Way to spot teens with disorders

Way to spot teens with disorders

Scientists have developed a newtechnique which they say can accurately identify teenagers who are at greater risk of developing mental disorders such as anxiety and depression.

The new technique devised by a team from the University College London involves computer programs that can distinguish between brain scans of healthy adolescents and those who are at risk of developing any mental disorders.

“We have a technique which shows enormous potential to help us identify which adolescents are at true risk of developing anxiety and mood disorders, especially where there is limited clinical or genetic information,” lead researcher Janaina Mourao-Miranda, a computer neuroscientist at UCL, was quoted as saying by LiveScience.

For their study, published online in the journal PLoS ONE, the researchers looked at 16 healthy adolescents who each had a bipolar parent, as well as 16 healthy adolescents whose parents had no history of psychiatric illness.

While the volunteers took part in two tasks in which they had to determine the gender of pairs of faces with emotional expressions — happy and neutral or fearful and neutral — while they had their brains scanned with functional magnetic resonance imaging.

Previous studies have shown the brains of those with mood disorders respond differently when looking at emotional facial expressions than those without such disorders.

In three of the four cases, their new computer programme accurately identified the teen who belonged to either the low-risk or high-risk group.

Follow-up interviews 12 months to 45 months later showed that those teens identified as high risk often did develop mental disorders such as anxiety and depression.
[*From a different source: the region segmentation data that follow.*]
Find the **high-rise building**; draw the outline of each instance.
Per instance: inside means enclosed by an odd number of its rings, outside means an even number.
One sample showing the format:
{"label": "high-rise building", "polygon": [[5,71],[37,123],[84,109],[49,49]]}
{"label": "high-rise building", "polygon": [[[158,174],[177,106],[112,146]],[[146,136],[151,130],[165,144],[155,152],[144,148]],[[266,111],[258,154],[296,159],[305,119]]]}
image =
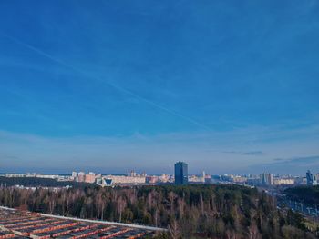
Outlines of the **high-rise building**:
{"label": "high-rise building", "polygon": [[262,179],[262,185],[266,185],[266,186],[273,185],[273,176],[272,174],[263,173],[261,175],[261,179]]}
{"label": "high-rise building", "polygon": [[177,162],[175,164],[175,184],[185,185],[188,183],[187,164]]}
{"label": "high-rise building", "polygon": [[318,178],[317,175],[314,175],[310,170],[307,171],[306,173],[306,178],[307,178],[307,185],[310,186],[315,186],[318,184]]}

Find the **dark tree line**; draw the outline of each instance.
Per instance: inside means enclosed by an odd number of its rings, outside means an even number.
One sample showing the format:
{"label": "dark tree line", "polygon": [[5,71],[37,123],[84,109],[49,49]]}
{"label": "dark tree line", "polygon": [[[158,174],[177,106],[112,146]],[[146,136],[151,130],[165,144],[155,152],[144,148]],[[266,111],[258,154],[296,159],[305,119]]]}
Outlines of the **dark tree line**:
{"label": "dark tree line", "polygon": [[[0,188],[0,204],[34,212],[168,227],[167,238],[315,238],[274,198],[232,185]],[[161,235],[165,237],[165,235]]]}

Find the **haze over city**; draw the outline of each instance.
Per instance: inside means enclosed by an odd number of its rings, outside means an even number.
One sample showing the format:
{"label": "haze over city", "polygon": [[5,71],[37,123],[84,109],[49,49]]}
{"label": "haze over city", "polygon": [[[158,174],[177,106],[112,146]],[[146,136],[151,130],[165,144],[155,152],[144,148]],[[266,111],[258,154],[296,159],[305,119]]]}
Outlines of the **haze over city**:
{"label": "haze over city", "polygon": [[318,168],[319,2],[187,2],[1,1],[0,172]]}

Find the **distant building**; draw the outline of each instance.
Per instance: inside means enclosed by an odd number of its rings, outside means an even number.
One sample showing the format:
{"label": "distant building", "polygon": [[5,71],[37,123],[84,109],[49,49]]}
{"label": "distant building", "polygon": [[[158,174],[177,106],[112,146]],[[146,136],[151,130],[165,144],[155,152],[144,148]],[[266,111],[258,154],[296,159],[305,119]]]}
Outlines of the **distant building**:
{"label": "distant building", "polygon": [[266,186],[273,185],[273,176],[271,174],[263,173],[261,176],[262,184]]}
{"label": "distant building", "polygon": [[180,161],[175,164],[175,184],[185,185],[187,184],[188,184],[187,164]]}
{"label": "distant building", "polygon": [[72,177],[76,178],[77,176],[77,172],[72,172]]}
{"label": "distant building", "polygon": [[85,175],[84,182],[93,184],[96,181],[96,174],[92,172],[89,172],[88,174]]}
{"label": "distant building", "polygon": [[315,186],[318,184],[318,178],[317,175],[314,175],[310,170],[307,171],[306,173],[306,178],[307,178],[307,185],[310,186]]}
{"label": "distant building", "polygon": [[77,182],[84,182],[84,180],[85,180],[85,176],[86,176],[86,173],[84,173],[84,172],[79,172],[78,174],[77,174]]}

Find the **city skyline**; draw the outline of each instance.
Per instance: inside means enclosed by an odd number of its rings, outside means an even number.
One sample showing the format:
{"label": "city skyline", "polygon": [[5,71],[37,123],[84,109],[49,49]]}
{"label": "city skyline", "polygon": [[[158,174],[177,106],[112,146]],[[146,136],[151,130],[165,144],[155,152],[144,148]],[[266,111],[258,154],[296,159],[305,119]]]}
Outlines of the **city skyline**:
{"label": "city skyline", "polygon": [[0,3],[0,171],[319,171],[317,1],[36,2]]}

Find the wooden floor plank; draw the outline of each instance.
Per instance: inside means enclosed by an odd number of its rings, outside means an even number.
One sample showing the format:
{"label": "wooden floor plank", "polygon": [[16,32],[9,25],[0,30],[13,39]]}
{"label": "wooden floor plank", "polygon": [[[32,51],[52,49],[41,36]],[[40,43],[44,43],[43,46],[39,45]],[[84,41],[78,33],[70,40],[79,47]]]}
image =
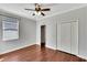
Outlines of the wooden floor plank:
{"label": "wooden floor plank", "polygon": [[51,48],[32,45],[0,55],[0,62],[86,62],[75,55]]}

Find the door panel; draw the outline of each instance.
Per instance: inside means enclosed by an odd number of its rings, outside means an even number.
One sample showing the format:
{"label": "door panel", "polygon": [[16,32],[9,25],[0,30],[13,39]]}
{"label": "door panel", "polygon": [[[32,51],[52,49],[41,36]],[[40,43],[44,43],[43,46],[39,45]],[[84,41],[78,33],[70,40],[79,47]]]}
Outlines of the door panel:
{"label": "door panel", "polygon": [[72,22],[72,53],[78,54],[78,22]]}
{"label": "door panel", "polygon": [[61,25],[61,47],[62,51],[70,53],[70,23]]}

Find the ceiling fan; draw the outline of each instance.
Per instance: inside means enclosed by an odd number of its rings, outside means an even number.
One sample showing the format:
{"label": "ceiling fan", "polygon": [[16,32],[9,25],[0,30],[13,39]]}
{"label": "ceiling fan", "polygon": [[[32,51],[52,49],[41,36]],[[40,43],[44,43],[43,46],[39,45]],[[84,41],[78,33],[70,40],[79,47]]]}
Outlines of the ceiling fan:
{"label": "ceiling fan", "polygon": [[42,9],[42,8],[41,8],[41,4],[35,3],[35,9],[24,9],[24,10],[28,10],[28,11],[35,11],[32,15],[41,14],[41,15],[44,17],[45,13],[43,13],[43,11],[50,11],[51,9],[50,9],[50,8]]}

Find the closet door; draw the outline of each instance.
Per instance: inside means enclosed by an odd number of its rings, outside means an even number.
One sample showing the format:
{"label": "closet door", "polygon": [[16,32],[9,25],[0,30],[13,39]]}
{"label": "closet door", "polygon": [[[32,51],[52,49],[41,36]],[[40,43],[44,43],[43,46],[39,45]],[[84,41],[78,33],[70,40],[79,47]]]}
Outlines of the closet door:
{"label": "closet door", "polygon": [[70,53],[70,23],[61,24],[61,48]]}
{"label": "closet door", "polygon": [[72,22],[72,54],[78,54],[78,22]]}

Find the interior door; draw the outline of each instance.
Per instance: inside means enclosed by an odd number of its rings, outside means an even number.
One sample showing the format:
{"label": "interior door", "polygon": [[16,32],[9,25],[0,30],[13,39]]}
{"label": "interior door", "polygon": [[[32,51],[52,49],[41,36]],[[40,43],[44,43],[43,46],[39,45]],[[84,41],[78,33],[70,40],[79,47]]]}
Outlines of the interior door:
{"label": "interior door", "polygon": [[78,21],[72,22],[72,54],[78,54]]}
{"label": "interior door", "polygon": [[41,47],[45,47],[45,25],[41,26]]}
{"label": "interior door", "polygon": [[70,53],[70,23],[62,23],[61,25],[61,48]]}

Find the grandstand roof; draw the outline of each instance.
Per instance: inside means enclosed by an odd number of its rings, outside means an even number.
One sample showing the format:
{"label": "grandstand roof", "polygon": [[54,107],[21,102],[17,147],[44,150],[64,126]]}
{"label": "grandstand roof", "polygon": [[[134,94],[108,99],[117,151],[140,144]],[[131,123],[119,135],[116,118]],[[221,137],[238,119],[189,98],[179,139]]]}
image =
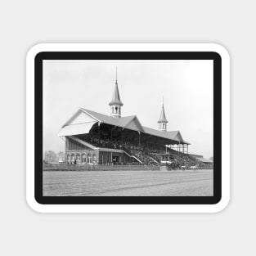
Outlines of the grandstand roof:
{"label": "grandstand roof", "polygon": [[197,157],[197,159],[199,159],[200,161],[203,163],[213,163],[213,160],[207,159],[206,158],[204,158],[204,157]]}
{"label": "grandstand roof", "polygon": [[[87,121],[88,125],[85,128],[85,117],[84,119],[79,118],[82,114],[86,114],[92,119]],[[77,121],[75,121],[77,120]],[[113,126],[121,127],[123,128],[137,131],[138,132],[144,132],[152,136],[159,137],[162,138],[175,141],[179,143],[189,144],[182,139],[181,132],[179,131],[172,131],[164,132],[159,130],[155,130],[148,127],[142,126],[136,115],[121,117],[119,119],[113,118],[109,115],[106,115],[101,113],[80,108],[63,126],[59,132],[59,136],[68,136],[69,133],[71,135],[76,134],[77,132],[82,134],[84,128],[84,133],[88,133],[90,128],[93,126],[96,122],[100,122]]]}

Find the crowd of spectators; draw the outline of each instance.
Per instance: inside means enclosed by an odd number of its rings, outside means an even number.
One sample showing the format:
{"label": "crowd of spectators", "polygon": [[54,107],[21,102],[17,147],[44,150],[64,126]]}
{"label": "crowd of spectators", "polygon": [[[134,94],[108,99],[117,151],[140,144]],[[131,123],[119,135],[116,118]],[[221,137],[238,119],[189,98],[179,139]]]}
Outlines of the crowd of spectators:
{"label": "crowd of spectators", "polygon": [[[87,135],[82,138],[84,141],[93,145],[97,147],[110,148],[124,150],[131,155],[134,155],[144,164],[146,165],[156,165],[161,163],[161,157],[159,154],[165,153],[165,147],[155,147],[156,150],[154,152],[149,150],[146,145],[136,145],[132,141],[122,141],[122,140],[113,138],[99,137],[98,136],[93,136],[92,134]],[[177,150],[168,149],[168,152],[173,154],[172,162],[175,163],[177,166],[186,166],[189,168],[193,165],[201,165],[202,163],[186,154],[177,152]]]}

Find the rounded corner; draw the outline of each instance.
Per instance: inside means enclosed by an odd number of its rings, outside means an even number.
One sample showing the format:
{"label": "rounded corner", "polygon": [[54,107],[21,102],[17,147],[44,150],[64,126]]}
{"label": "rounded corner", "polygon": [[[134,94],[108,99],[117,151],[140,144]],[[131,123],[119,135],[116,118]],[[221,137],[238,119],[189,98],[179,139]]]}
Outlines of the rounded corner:
{"label": "rounded corner", "polygon": [[38,56],[43,52],[44,46],[45,43],[37,43],[29,47],[27,51],[26,60],[37,58]]}
{"label": "rounded corner", "polygon": [[227,208],[230,204],[230,196],[220,197],[216,204],[213,205],[213,213],[218,213]]}
{"label": "rounded corner", "polygon": [[35,213],[44,213],[44,211],[43,210],[43,204],[42,204],[37,200],[36,196],[30,197],[28,195],[26,197],[26,203],[27,203],[27,205],[30,208],[30,209],[32,209]]}
{"label": "rounded corner", "polygon": [[226,47],[216,43],[213,43],[212,46],[213,47],[213,52],[217,53],[221,57],[221,59],[222,59],[222,57],[225,57],[228,61],[230,61],[230,53]]}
However, Mourao-Miranda cautioned that their study was a preliminary one and “needs to be replicated with more people.” Interestingly, the researchers found the programme was best able to discriminate between adolescents in the low-risk and high-risk groups when they were shown neutral faces.

This supports previous studies suggesting that people with anxiety or mood disorders are more likely to perceive neutral faces as ambiguous or potentially threatening.

“Focusing on the brain’s response to neutral faces could help us diagnose the risk of mental disorders,” Mourao-Miranda said.

Future research could see if this approach works for a wide variety of other mental illnesses, he added.